Talking a deep breath, I whipped my tears with some toilet paper, and threw it in the miniature garbage can before walking back to the living room.

They were all talking again, but stopped once they saw me. I tried to smile, but I'm pretty sure I only did it in my head.

"You okay, sweetie?" Our Mom asked as I sat down next to Emma again. Even though I felt like I wasn't okay, I knew hearing the truth was the best thing.

"Yes, are you?" I asked kindly back. She closed mouth smiled, bringing up a tissue to whip a falling tear.

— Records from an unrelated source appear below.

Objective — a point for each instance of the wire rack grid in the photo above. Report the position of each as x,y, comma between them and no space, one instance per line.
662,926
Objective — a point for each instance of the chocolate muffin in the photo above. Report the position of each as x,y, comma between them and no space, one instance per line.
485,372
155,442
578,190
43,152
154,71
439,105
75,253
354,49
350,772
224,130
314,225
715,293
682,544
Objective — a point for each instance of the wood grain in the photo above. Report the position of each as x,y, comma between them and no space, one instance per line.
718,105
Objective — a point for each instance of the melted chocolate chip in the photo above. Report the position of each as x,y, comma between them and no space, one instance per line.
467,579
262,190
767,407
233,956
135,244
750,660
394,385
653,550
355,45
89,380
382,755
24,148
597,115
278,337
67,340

"I'm just happy you're okay," She simply stated. I watched as she looked over at Emma. "And I'm happy you're okay. You both are so brave and understanding. Seeing you two together warms my heart. I'm not expecting us to all be a family right away, but I love you both dearly. Whenever you're ready Annie, we'll all be here for you."

Hearing her say this made me feel reassured and relieved. She's not pushing me into anything, and is letting me take things at my own pace. Don't get me wrong I want to be apart of this family, but not forcefully. I want things to be natural.

"Thank you, I appreciate it." I said, standing up so I could give her a hug. My mom hugged me back tightly once again. We both let go and I hugged my dad.

Turning around, I looked at Emma. She was smiling with tears in her eyes. She stood up and pulled me into a hug.

"We'll probably get going, you girls are probably busy today, aren't you?" Our mom asked normally.

"Uh, yeah we were gonna hangout with James, Ethan, and Grayson. But Annie is here for awhile, we could all get lunch tomorrow?" Emma explained our situation to our parents.